Literary Pilgrimages of a Naturalist

Part 11

Chapter 112,850 wordsPublic domain

With the Canadians was the first wave of the tide of blackpolls which sweeps over the mountains, also bound north, in late May. More restless were these, constantly flitting and seeking food among the leaves, now in deciduous growth, again in the evergreens, ever moving on and ever singing their high-pitched, hissing whistle which is not so very different from the song of the black and white creeper, though a little more deliberate in movement and having a more staccato quality. So far as coloration goes one might mistake the male blackpoll for the black and white creeper were not the movements of the birds so distinctly different and the song as wiry but as soothingly crepitant as that of the cicada.

Night falls early in the deep heart of Chocorua, and full and clear the wood thrushes were yodeling of peace, one to another in the shadows, as I turned to descend. In the worn fields of the ancient clearing about the farmhouse where Bolles lived and loved the woods and all that therein lived with him, the song sparrows were trilling evening songs and the swifts twittering and circling nearer and nearer the big chimney which is their summer home. The bird cherry trees were white angels of bloom, and from all the land far and near the incense of opening blossoms made the air sweet and rose toward the high, mysterious altar of Chocorua’s peak as if in adoration of the rose glow of its sunset tints. Chocorua Lake was a mirror in which the glory of the summit, the blue dusk of the lower ranges and its own shores were reflected in perfect beauty. It was a sounding-board as well, across whose level came to the ear innumerable bird songs, singing carols of praise to the passing of day. Out of the blue depths of the sky the cool of night dropped like a blessing from heaven and seemed to soften and liquefy all melodies into purer, more mellow music. Wood thrushes and hermits sang in the shadows hymns of praise to the most high peak of the mountain, a pantheistic worship that was old ages before any spires other than those of the spruces had pointed the way to heaven.

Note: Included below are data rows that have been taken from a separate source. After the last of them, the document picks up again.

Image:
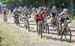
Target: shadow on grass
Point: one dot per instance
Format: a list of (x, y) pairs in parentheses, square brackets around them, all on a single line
[(58, 39)]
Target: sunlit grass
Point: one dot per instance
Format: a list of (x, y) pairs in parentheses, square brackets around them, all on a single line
[(9, 34)]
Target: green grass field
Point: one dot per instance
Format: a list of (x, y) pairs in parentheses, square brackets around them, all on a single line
[(7, 32)]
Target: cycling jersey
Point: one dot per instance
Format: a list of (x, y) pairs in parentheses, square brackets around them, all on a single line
[(64, 18)]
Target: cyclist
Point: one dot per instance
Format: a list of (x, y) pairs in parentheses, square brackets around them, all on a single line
[(38, 17), (54, 14), (63, 17)]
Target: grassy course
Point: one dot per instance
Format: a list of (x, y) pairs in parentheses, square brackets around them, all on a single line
[(11, 36)]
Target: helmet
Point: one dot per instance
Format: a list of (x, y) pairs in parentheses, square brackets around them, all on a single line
[(65, 10)]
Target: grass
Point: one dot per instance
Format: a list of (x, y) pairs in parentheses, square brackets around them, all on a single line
[(9, 34)]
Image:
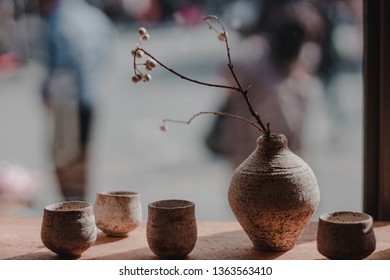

From the hillocks of the pasture to the topmost boughs of the forest all bird life joined in the worship, making the welkin ring with praise of the pure joy of life, a chorus that quivered into silence only with the passing of the rose of mystery from the very tip of the high horn of Chocorua. Nor did the silence last long. Before the last wood thrush had finished his “Good night; all’s well; God is good,” other songs of praise and the joy of life were echoing from swamp and wood and lake margin. Where the birds had ceased a myriad other voices took up new refrains. The dreamy trill of the tree frogs sounds from the perfumed dusk, a lullaby of the world primeval that sang the first man to sleep in some safe refuge in the deep woods. From the distant marsh the mingled voices of innumerable hylas ring a chorus of fairy sleighbells that rises and falls as the wind of evening drifts by. Nowhere in the world, I believe, can one hear such hyla choruses as he gets in May evenings from marshy pools among the New Hampshire hills. Coming from a distance the hypnotic insistence of the sound has a soothing, sleepy quality that lulls to rest. To seek its source and stand by the very border of the pool is to find it a frightful uproar that shrills in the ears and rings through the head till the deafened hearer is driven to the upland again.

On the lake margin in the failing light it came to me as a sleepy drone of tiny bells, as if goblin sleighing parties were coursing gayly in the night on the white May snow of petals beneath the bird cherry trees. It and the dreamy trilling of the tree frogs were but a background for the voices of night birds that sounded now that those of the day birds had passed. High in air floated the nasal “peent, peent,” of whirling nighthawks. Out of the velvet dusk across the glimmering water I heard a bittern working his old-fashioned pump, wheezily. “Cahugunkagunk, cahugunkagunk,” he burbled, the weirdest bird voice of any that comes from marsh or mountain, yet in the peacefulness of the place sounding neither lonely nor uncouth. I fancy him, too, with his long beak pointed to the heights, worshiping the mountain peak in his own tongue. Whip-poor-wills mourned gently one to another across the water as a token that the night had really come and the last glow faded from the lone summit now so immeasurably withdrawn into the sky among the stars.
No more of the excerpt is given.